Legislation in the works: Selective Service System already mobilizing

| May 6, 2004

After the champagne popping from Washington to Crawford, Texas subsides, a re-elected President George W. Bush would reinstate the military draft sometime next spring. Legislation is already on the table in both the House and the Senate, in the form of twin bills S 89 and HR 163, 'in order to staff up for a protracted war on terrorism,' writes Adam Stutz, from Project Censored. Meanwhile, the Selective Service System has received an extra $28 million in funds for this year's budget to fill all 10,350 draft board positions and 11,070 appeals board slots nationwide and put 'troops on the ground in 85% of all American high schools to make sure no one between 18-25 years old slips through the cracks. Schools cannot very easily claim conscientious objector status, by the way. 'Buried deep in the 670 pages of the No Child Left Behind Act there is a provision which requires that public high schools give military recruiters access to facilities and also contact information for every student -- or else face a cutoff of federal aid,' writes Connor Freff Cochran of AlterNet.

More than 30 years after the last young man was sent off to Vietnam to be slaughtered in a war ultimately so unpopular that many Americans believe the selective service will never again rear its ugly head, the Bush administration's motives for reinstating the draft are clear (especially if the Pentagon unilaterally attacks a third country this fall before the election). Cochran writes: 'Twenty-one of the US Army's 33 regular combat brigades are now on active duty in the 'hot' zones of Iraq, Afghanistan, South Korea, and the Balkans. That's 63 percent of the Army's fighting force. This is a huge overextension.
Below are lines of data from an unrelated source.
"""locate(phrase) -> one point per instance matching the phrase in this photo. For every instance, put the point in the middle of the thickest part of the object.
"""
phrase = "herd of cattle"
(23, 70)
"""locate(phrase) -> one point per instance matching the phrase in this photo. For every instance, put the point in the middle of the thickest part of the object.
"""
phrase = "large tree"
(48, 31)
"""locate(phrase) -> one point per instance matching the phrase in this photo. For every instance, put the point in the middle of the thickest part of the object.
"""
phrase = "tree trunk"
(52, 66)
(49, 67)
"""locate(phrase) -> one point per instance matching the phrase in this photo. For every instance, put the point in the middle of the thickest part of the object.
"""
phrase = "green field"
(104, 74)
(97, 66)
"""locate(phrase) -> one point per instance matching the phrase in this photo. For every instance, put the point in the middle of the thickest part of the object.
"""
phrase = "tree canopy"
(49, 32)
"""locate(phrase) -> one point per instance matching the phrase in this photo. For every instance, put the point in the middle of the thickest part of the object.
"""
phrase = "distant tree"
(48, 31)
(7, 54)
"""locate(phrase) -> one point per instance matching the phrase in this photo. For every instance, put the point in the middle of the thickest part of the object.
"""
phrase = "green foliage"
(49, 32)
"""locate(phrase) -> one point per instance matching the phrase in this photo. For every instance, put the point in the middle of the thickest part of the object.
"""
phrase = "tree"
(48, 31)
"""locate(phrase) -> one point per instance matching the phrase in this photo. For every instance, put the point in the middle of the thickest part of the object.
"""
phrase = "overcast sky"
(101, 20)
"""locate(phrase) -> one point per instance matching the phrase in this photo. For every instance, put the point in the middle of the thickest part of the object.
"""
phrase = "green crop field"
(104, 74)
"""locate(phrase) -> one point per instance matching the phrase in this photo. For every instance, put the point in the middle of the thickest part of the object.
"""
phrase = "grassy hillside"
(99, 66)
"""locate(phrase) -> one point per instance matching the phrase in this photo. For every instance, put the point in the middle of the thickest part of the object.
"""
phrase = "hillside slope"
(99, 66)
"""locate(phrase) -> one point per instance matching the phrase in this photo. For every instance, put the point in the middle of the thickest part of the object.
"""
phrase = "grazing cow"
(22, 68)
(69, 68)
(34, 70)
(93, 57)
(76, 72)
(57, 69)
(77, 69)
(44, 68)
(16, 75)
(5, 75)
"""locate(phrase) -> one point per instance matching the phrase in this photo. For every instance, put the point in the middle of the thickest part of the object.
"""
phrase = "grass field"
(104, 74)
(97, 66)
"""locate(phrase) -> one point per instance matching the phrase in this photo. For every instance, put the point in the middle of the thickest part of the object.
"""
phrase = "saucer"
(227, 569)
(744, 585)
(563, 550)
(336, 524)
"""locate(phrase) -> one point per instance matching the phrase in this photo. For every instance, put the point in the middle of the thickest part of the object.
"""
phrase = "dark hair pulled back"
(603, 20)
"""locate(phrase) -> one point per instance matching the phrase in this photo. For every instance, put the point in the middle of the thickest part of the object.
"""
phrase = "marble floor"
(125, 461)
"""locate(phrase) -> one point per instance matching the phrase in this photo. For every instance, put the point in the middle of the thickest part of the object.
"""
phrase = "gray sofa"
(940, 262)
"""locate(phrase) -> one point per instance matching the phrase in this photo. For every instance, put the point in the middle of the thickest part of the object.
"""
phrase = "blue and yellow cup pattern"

History has proven that long-term military operations can only be sustained if you have twice as many soldiers waiting in the pipeline as are stationed out in the field. By that rule of thumb, the regular military is now 125,000 soldiers short.'

And 'draft dodging' would not be as easy as it was during the Vietnam Conflict, since attending college, being female, or fleeing to Canada could not be used as shelters this time around. Stutz writes, 'underclassmen would only be able to postpone service until the end of their current semester. Seniors would have until the end of the academic year.' Meanwhile, shortly after the 9/11 terrorist attacks, 'Canada and the U.S. signed a 'Smart Border Declaration,' which could be used to keep would-be draft dodgers in [the United States].' Hold your boys close, mommas. If Bush wins in November, they could be trading their high school diplomas in for dog tags.